[Virtio-fs] [RFC] [PATCH][v2]: Auto switch between inline and thread pool processing

Fri Apr 30 13:42:07 UTC 2021

On Fri, Apr 30, 2021 at 12:28:50PM +0200, Greg Kurz wrote:
> Hi Vivek,
> 
> On Wed, 28 Apr 2021 14:06:39 -0400
> Vivek Goyal <vgoyal at redhat.com> wrote:
> 
> > For low queue depth workloads, inline processing works well. But for 
> > high queue depth (and multiple process/thread) workloads, parallel
> > processing of thread pool can benefit.
> > 
> > This patch is an experiment which tries to switch to between inline and
> > thread-pool processing.
> > 
> > If number of requests received on queue is less than or equal to user
> > specified threshold, inline processing is done. Otherwise requests are
> > handed over to a thread pool for processing.
> > 
> > A user can specify the threshold using option
> > "--auto-switch-threshold=<threshold>".
> > 
> > I have got good results with "--thread-pool-size=16 --auto-switch-threshold=3" 
> > on my system.
> >  
> > Signed-off-by: Vivek Goyal <vgoyal at redhat.com>
> > ---
> > Changes since v1:
> > 
> > Added a knob to specify auto switch threshold. This will also enable
> > auto switching. By default it is turned off.
> > 
> > ---
> >  tools/virtiofsd/fuse_i.h        |    1 +
> >  tools/virtiofsd/fuse_lowlevel.c |    5 ++++-
> >  tools/virtiofsd/fuse_virtio.c   |   32 ++++++++++++++++++++++----------
> >  3 files changed, 27 insertions(+), 11 deletions(-)
> > 
> > Index: rhvgoyal-qemu/tools/virtiofsd/fuse_virtio.c
> > ===================================================================
> > --- rhvgoyal-qemu.orig/tools/virtiofsd/fuse_virtio.c	2021-04-28 13:42:34.855145073 -0400
> > +++ rhvgoyal-qemu/tools/virtiofsd/fuse_virtio.c	2021-04-28 13:48:21.980538754 -0400
> > @@ -446,6 +446,15 @@ err:
> >  static __thread bool clone_fs_called;
> >  
> >  /* Process one FVRequest in a thread pool */
> > +static void fv_queue_push_to_pool(gpointer data, gpointer user_data)
> > +{
> > +    FVRequest *req = data;
> > +    GThreadPool *pool = user_data;
> > +
> > +    g_thread_pool_push(pool, req, NULL);
> > +}
> > +
> > +/* Process one FVRequest in a thread pool */
> 
> This comment should be dropped actually since fv_queue_worker() can
> be called by the queue thread as well.

Yes.

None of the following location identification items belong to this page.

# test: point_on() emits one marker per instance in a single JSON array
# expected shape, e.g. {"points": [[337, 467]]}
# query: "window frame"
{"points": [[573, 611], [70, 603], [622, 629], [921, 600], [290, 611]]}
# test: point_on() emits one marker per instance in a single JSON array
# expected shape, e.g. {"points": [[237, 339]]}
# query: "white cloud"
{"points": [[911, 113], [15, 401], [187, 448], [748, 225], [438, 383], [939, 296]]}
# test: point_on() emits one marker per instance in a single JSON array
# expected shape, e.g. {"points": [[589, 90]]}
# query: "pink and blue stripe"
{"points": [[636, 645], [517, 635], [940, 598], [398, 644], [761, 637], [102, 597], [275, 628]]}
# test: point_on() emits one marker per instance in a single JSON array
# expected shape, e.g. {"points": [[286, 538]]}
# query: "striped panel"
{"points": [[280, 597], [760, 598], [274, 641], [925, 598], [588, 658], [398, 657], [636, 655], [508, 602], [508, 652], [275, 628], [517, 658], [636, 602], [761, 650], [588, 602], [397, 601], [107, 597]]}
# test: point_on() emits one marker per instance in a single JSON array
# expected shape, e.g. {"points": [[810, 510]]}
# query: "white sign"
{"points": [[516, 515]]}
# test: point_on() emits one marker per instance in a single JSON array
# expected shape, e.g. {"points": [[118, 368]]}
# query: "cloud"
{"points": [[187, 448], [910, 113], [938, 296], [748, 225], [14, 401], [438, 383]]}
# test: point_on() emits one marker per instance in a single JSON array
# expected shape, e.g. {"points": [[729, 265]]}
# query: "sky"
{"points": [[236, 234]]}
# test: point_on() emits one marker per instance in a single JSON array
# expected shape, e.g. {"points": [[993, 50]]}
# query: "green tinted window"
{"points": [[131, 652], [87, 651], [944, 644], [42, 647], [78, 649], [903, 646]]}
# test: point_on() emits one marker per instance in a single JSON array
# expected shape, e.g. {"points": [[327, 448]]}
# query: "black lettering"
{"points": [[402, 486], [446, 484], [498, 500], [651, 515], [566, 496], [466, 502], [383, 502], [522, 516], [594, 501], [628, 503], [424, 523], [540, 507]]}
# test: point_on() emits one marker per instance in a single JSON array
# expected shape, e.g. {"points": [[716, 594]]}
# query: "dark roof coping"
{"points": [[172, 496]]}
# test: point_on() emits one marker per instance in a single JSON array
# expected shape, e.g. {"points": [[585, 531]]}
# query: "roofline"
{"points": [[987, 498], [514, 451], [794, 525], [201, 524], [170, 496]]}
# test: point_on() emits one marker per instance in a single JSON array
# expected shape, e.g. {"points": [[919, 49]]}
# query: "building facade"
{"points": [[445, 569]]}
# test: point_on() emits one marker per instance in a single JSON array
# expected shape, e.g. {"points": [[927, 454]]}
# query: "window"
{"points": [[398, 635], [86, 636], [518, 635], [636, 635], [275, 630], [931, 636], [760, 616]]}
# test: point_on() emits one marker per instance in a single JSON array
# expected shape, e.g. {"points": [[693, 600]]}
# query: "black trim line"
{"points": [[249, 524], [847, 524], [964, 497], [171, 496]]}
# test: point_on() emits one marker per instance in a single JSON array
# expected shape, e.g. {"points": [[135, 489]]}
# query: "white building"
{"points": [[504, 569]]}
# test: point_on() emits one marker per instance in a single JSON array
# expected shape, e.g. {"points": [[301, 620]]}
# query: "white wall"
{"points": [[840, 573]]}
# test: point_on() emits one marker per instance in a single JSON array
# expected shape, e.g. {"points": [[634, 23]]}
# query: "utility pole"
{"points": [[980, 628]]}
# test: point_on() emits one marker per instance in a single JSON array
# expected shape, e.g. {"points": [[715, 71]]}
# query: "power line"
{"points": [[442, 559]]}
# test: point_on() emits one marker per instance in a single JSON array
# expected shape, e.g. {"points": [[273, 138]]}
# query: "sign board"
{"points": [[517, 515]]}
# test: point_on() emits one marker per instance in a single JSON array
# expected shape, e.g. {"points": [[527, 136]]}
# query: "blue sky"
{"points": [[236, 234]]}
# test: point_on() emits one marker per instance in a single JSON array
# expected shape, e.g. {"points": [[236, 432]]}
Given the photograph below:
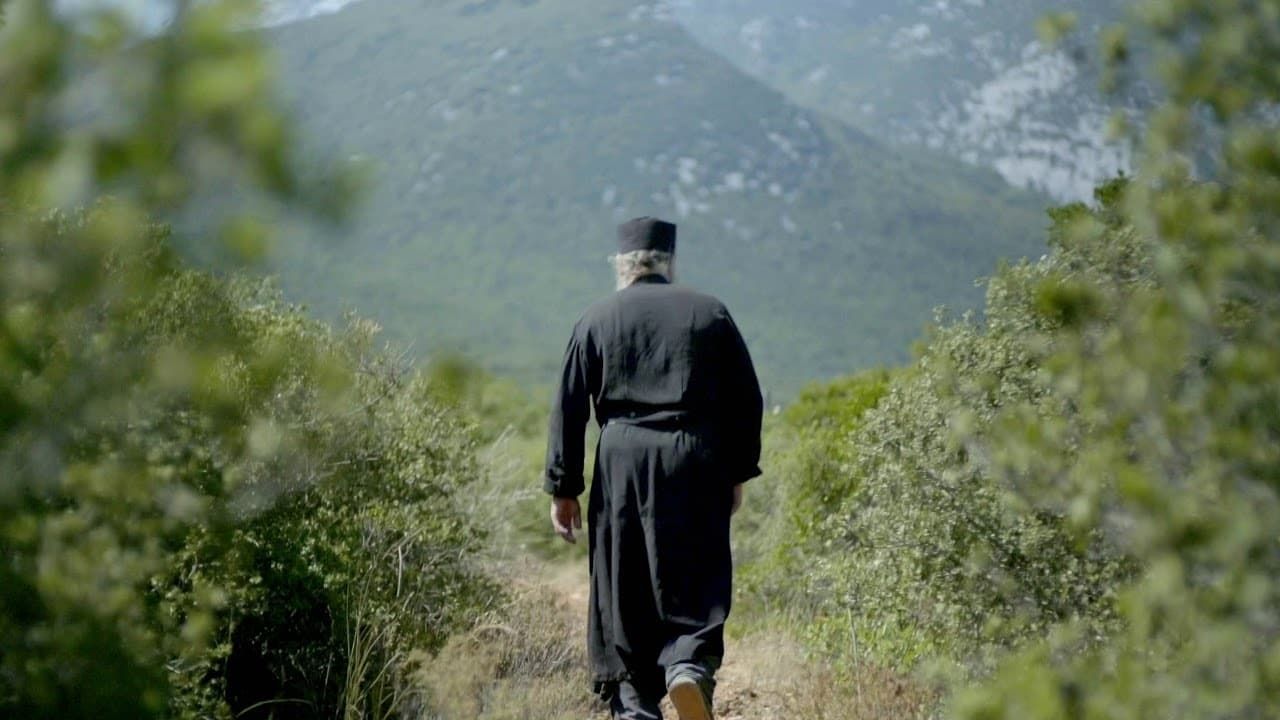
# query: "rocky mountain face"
{"points": [[967, 77], [506, 137]]}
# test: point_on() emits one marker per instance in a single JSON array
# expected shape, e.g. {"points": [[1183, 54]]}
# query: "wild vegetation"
{"points": [[214, 506], [503, 141]]}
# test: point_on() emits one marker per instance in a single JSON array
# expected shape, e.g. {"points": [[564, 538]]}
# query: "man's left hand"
{"points": [[566, 518]]}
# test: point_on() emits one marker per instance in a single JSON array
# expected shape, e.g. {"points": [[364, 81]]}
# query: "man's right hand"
{"points": [[566, 518]]}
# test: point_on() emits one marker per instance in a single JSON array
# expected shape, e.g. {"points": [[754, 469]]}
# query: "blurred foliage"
{"points": [[1073, 500], [1173, 442], [206, 501]]}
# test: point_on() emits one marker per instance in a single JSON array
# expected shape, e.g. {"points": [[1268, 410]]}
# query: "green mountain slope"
{"points": [[508, 137], [967, 77]]}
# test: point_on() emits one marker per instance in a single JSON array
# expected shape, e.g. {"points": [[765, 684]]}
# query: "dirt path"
{"points": [[766, 677]]}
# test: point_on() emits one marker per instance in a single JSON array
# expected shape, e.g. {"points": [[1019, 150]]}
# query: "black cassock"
{"points": [[679, 406]]}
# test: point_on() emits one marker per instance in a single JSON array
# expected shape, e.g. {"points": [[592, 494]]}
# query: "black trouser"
{"points": [[639, 701]]}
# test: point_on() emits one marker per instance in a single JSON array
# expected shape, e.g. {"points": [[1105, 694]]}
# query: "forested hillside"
{"points": [[970, 78], [214, 505], [503, 141]]}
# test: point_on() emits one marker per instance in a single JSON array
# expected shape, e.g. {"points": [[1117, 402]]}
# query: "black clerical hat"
{"points": [[647, 233]]}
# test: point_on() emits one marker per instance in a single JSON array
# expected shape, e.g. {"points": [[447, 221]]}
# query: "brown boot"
{"points": [[690, 698]]}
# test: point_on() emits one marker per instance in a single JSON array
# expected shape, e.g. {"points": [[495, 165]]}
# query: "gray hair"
{"points": [[634, 265]]}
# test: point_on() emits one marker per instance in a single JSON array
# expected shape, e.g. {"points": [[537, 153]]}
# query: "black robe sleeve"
{"points": [[570, 414], [741, 405]]}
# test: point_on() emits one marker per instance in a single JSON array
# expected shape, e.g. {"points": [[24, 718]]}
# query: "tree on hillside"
{"points": [[1176, 450]]}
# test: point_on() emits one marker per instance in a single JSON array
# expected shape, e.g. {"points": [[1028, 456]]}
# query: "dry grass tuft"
{"points": [[524, 661], [769, 677]]}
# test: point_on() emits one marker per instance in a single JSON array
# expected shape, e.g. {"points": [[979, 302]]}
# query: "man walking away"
{"points": [[679, 406]]}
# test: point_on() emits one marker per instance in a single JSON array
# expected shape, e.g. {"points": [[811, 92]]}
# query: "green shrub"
{"points": [[206, 501], [1178, 392], [927, 552]]}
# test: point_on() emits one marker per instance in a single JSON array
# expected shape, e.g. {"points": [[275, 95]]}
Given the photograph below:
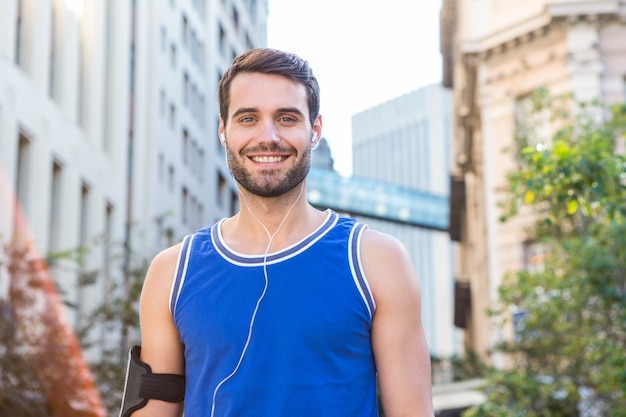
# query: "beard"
{"points": [[269, 183]]}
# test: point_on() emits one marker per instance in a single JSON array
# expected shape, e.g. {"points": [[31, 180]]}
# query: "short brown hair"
{"points": [[271, 61]]}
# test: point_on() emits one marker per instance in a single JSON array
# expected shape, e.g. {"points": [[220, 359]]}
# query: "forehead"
{"points": [[266, 91]]}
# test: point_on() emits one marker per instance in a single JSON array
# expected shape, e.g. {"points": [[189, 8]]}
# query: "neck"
{"points": [[268, 224], [271, 217]]}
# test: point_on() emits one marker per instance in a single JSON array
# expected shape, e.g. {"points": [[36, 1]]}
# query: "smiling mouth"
{"points": [[268, 159]]}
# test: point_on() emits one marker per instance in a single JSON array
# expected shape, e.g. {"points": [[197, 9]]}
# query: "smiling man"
{"points": [[282, 309]]}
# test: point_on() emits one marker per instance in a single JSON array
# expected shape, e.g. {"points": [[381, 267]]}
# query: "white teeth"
{"points": [[267, 159]]}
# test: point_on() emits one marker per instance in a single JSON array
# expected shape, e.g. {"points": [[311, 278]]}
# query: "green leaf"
{"points": [[572, 206], [529, 197]]}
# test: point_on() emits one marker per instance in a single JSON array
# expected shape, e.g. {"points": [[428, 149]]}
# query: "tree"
{"points": [[43, 372], [567, 353]]}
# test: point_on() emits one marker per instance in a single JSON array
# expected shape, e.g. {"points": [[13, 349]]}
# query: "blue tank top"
{"points": [[308, 351]]}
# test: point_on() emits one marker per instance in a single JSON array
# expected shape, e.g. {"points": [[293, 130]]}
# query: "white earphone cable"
{"points": [[258, 303]]}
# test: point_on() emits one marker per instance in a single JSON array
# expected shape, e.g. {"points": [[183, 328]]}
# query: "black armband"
{"points": [[142, 385]]}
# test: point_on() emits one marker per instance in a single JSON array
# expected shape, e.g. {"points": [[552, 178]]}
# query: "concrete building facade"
{"points": [[108, 125], [405, 142], [495, 54]]}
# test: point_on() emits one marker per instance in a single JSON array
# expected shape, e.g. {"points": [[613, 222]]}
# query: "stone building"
{"points": [[495, 54]]}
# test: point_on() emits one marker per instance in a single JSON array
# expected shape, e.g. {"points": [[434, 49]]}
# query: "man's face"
{"points": [[268, 133]]}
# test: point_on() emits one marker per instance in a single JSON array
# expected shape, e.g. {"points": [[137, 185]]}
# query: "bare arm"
{"points": [[160, 342], [400, 351]]}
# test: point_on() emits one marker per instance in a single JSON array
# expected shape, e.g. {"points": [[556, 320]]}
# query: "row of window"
{"points": [[58, 219], [193, 99]]}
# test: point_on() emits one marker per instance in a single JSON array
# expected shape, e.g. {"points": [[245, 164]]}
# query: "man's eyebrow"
{"points": [[244, 110], [289, 110]]}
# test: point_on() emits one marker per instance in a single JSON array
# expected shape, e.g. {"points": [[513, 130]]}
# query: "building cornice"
{"points": [[568, 8], [538, 25]]}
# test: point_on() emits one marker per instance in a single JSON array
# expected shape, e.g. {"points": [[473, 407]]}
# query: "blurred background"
{"points": [[486, 135]]}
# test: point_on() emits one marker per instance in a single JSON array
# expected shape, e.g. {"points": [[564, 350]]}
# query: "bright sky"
{"points": [[363, 53]]}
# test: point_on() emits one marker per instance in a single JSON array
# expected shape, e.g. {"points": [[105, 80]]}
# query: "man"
{"points": [[282, 309]]}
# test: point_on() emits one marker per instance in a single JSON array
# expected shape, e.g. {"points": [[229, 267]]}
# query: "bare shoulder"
{"points": [[162, 269], [160, 340], [387, 265]]}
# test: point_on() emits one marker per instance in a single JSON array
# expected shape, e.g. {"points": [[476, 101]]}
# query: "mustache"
{"points": [[273, 148]]}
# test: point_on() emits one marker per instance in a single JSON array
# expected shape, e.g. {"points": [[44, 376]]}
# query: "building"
{"points": [[405, 142], [108, 126], [495, 55]]}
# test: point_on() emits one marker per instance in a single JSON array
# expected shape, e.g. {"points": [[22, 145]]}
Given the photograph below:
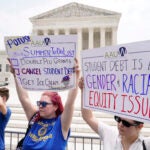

Will remove this.

> 
> >  static void fv_queue_worker(gpointer data, gpointer user_data)
> >  {
> >      struct fv_QueueInfo *qi = user_data;
> > @@ -605,10 +614,12 @@ static void *fv_queue_thread(void *opaqu
> >      struct fuse_session *se = qi->virtio_dev->se;
> >      GThreadPool *pool = NULL;
> >      GList *req_list = NULL;
> > +    int nr_req = 0;
> >  
> 
> nr_req isn't strictly needed : it is used in one place and we won't have
> that many requests to handle that calling g_list_length() could be an issue
> IMHO.

I disagree a bit here. Say there are 8 requests in the list. I would
rather prefer to keep a count of number of elements in the list instead
of traversing all elements of the list to figure out how many are there.
And cost is just maintaining one local variable.

> 
> >      if (se->thread_pool_size) {
> > -        fuse_log(FUSE_LOG_DEBUG, "%s: Creating thread pool for Queue %d\n",
> > -                 __func__, qi->qidx);
> > +        fuse_log(FUSE_LOG_DEBUG, "%s: Creating thread pool for Queue %d."
> > +                 " auto_switch_threshold=%u\n", __func__, qi->qidx,
> > +                 se->auto_switch_threshold);
> >          pool = g_thread_pool_new(fv_queue_worker, qi, se->thread_pool_size,
> >                                   FALSE, NULL);
> >          if (!pool) {
> > @@ -686,22 +697,23 @@ static void *fv_queue_thread(void *opaqu
> >              }
> >  
> >              req->reply_sent = false;
> > -
> > -            if (!se->thread_pool_size) {
> > -                req_list = g_list_prepend(req_list, req);
> > -            } else {
> > -                g_thread_pool_push(pool, req, NULL);
> > -            }
> > +            req_list = g_list_prepend(req_list, req);
> 
> Actually this change looks like an improvement...

Agreed.

> 
> > +            nr_req++;
> >          }
> >  
> >          pthread_mutex_unlock(&qi->vq_lock);
> >          vu_dispatch_unlock(qi->virtio_dev);
> >  
> >          /* Process all the requests. */
> > -        if (!se->thread_pool_size && req_list != NULL) {
> > -            g_list_foreach(req_list, fv_queue_worker, qi);
> > +        if (req_list != NULL) {
> > +            if (!se->thread_pool_size || nr_req <= se->auto_switch_threshold) {
> > +                g_list_foreach(req_list, fv_queue_worker, qi);
> > +            } else  {
> > +                g_list_foreach(req_list, fv_queue_push_to_pool, pool);
> > +            }
> 
> ... even without the introduction of the auto switch feature. Code paths
> for thread pool and inline are clearer IMHO, and this would provide a
> good base to experiment various strategies with the thread pool.
> 
> Also, what I understand is that the queue thread either handle up
> to auto_switch_threshold requests synchronously or offloads the
> full list of requests to the thread pool, i.e. when using the thread
> pool, the queue thread would basically have around 0% utilization.
> 
> What I had in mind is that the queue thread would always handle
> some requests inline and only offload the rest to the thread pool.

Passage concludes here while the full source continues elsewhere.